5.24.2006

this place

It is 1:56 p.m. Wednesday. And a radio spills into the courtyard with a 1920s tune, something Big Band, muffled by the flapping of loose plastic sheeting on the roof. The tune floats through the chestnut tree, bending with every windy blow, its traditional springtime dance. Now is the time when the dirty clouds roll in from the west, Potsdamer clouds. A plane cruises overhead, a smaller craft with an engine made of angry bees. Its heart rumbles above and gently shakes the walls surrounding. It whispers away, trailing with a whistle towards Tegel.

The sun feels good. It creeps in the bedroom around this time every day, when the Potsdamer clouds allow, clawing its way over the sill and onto the drab gray carpet. It plays havoc with the piles of coins on the windowsill, so many pieces of copper and metal that together could buy a loaf of bread, separately fall out of pockets with too many holes. Here, the clouds are winning, and the sun's gone for now. The plastic tarp waves goodbye. The construction soloist on the roof has left for the day; pleased with his newly built echo chamber on the dachgeschloss, he belts out stacatto stanzas. “Oh my love.” A coworker bellows orders, or perhaps a request to pipe down. It has no effect. The call of the stage is too strong, even for the manual laborer.

The coins beg me to order them. It is the way of procrastination, or better, the absence of compelling thought. To fiddle, perchance to eat a sandwich. There are always ways to explore the other while ignoring what's right in front of you. Luckily for me, I'm staring at the world on the wall, circa 1996. It claims to be political, but I promise to be neutral. Zaire is enormous; Brazil is bigger. I wonder why no one came up with a better name for the Central African Republic. Or whether Kalaallit Nunaat really translates to Greenland, in that tongue the five people in Greenland must speak. When it's not too cold to talk. Other times, they just sit around and watch as the sun never sets. Or never rises.
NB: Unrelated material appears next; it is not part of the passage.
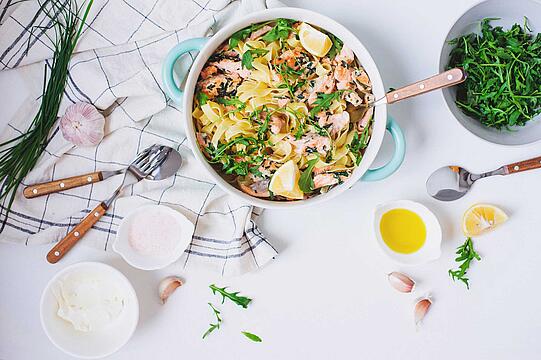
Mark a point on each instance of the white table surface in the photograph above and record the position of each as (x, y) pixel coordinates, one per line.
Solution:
(312, 302)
A horn blows from beyond the apartment building. A conch shell, perhaps, something to signal the beginning of a game, or just a beginning. A television mumbles, bouncing its afternoon programming from wall to wall in the central courtyard. There's always one person with the TV on full strength, and you can't tell where the TV is. It's a false statement. The TV is all around you. Where are you? In my bedroom on the third floor overlooking the central courtyard at the heart of a corner apartment building on the edge of Pankow, formerly known as east Berlin.